Workers push for four-day week and 20 per cent pay rise
Workers at the University of Melbourne hope to become the first Australian higher education workers to implement a full-time four-day week and are seeking a 20 per cent pay rise over three years.
The reduced working week will only apply to non-academic “professional staff”, but academic staff are also seeking the right to have their working hours determined by committees, the majority of whose members are workers, with university administrators forming a minority.
Professional staff accounted for about half of the 11,000 full-time equivalent employees in 2024, according to the most recent reporting period.
The bold industrial claims were presented to university management by the National Association for Higher Education on Thursday.
The university generated more than $3.7 billion in revenue in 2024. The same year it agreed to pay back $72 million to more than 25,000 staff who were underpaid for a decade in what the Fair Work Ombudsman described as “unlawful” behaviour.
NTEU University Melbourne branch president David Gonzalez said on Thursday that evidence showed the four-day working week, where employees are paid full-time wages for four standard 7.6-hour workdays, was highly effective.
“The evidence is pretty consistent—productivity is up, absenteeism is down, and retention is up,” Gonzalez said.
“The University of Melbourne prides itself on being evidence-based. It’s time to apply this to its own working conditions.”
Gonzalez said the unusual work hours regulation, determined by staff-dominated committees, was necessary because employees at the university had reached breaking point with their workloads.
“When workloads are set without staff input, the result is burnout, which undermines the ability of academics to deliver first-class teaching and learning.”
He argued that the call for a 20 percent wage increase was justified due to increasing demands.
“You can’t ask staff to do more with less and then offer them a pay raise that doesn’t even cover the cost of living,” Gonzalez said.

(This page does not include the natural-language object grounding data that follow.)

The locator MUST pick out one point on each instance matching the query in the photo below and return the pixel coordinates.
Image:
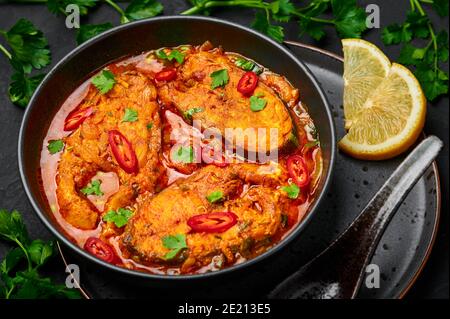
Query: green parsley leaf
(248, 65)
(189, 113)
(441, 7)
(104, 81)
(292, 190)
(93, 188)
(55, 146)
(12, 226)
(141, 9)
(349, 19)
(28, 44)
(215, 197)
(22, 86)
(87, 31)
(173, 55)
(262, 24)
(219, 78)
(257, 104)
(119, 218)
(59, 6)
(131, 115)
(40, 251)
(175, 243)
(183, 155)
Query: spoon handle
(338, 271)
(382, 207)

The union also wants the university’s rules on artificial intelligence, a growing flashpoint on campuses around the world, to be included in the new workplace agreement.
“Staff has done the work necessary to develop serious proposals. Now is the time for the administration to engage constructively with our plan to make the university work better for staff, students and the community,” Gonzalez said.

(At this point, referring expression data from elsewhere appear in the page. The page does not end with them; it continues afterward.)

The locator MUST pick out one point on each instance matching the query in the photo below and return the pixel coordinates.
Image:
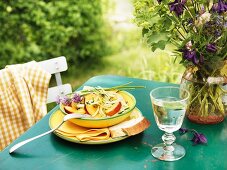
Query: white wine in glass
(169, 107)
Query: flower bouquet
(197, 29)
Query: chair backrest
(56, 66)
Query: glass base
(168, 153)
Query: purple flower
(76, 98)
(58, 100)
(220, 7)
(198, 138)
(190, 55)
(64, 100)
(201, 59)
(177, 6)
(211, 48)
(183, 131)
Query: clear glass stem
(168, 139)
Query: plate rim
(90, 142)
(111, 117)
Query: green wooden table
(51, 152)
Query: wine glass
(169, 106)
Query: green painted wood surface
(51, 152)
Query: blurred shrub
(44, 29)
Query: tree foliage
(44, 29)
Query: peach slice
(69, 109)
(114, 109)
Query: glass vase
(208, 98)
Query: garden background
(97, 37)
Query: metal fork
(66, 117)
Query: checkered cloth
(23, 93)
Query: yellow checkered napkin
(23, 94)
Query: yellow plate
(53, 120)
(109, 121)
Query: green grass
(138, 62)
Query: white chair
(56, 66)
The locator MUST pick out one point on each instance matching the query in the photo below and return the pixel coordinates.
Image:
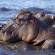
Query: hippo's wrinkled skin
(31, 29)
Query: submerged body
(30, 29)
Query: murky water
(8, 9)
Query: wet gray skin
(30, 30)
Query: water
(8, 9)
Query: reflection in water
(22, 49)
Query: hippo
(44, 32)
(30, 29)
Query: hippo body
(31, 29)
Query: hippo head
(8, 32)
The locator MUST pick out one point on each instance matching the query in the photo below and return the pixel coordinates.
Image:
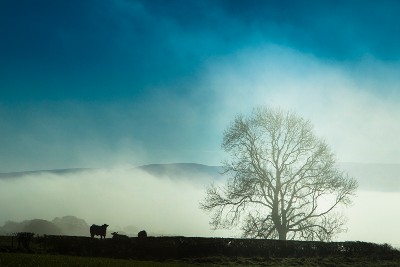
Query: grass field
(39, 260)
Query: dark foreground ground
(184, 251)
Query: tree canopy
(283, 181)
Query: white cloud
(354, 107)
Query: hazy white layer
(119, 198)
(353, 106)
(160, 205)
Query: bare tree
(283, 181)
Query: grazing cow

A university spokesman said it welcomed progress in negotiations.
“Our existing commitments to sustainable pay adjustments, stability and consistency, and upholding the fundamental principles remain,” the spokesman said.
“When we notified unions of our desire to meet and begin negotiations in October last year, we reiterated our determination to deliver a concrete response. Negotiations to date have been productive and, with the record of demands now on the table, we look forward to making further progress with the aim of reaching agreement in principle on a total package that can be put to a vote by staff later this year.”.”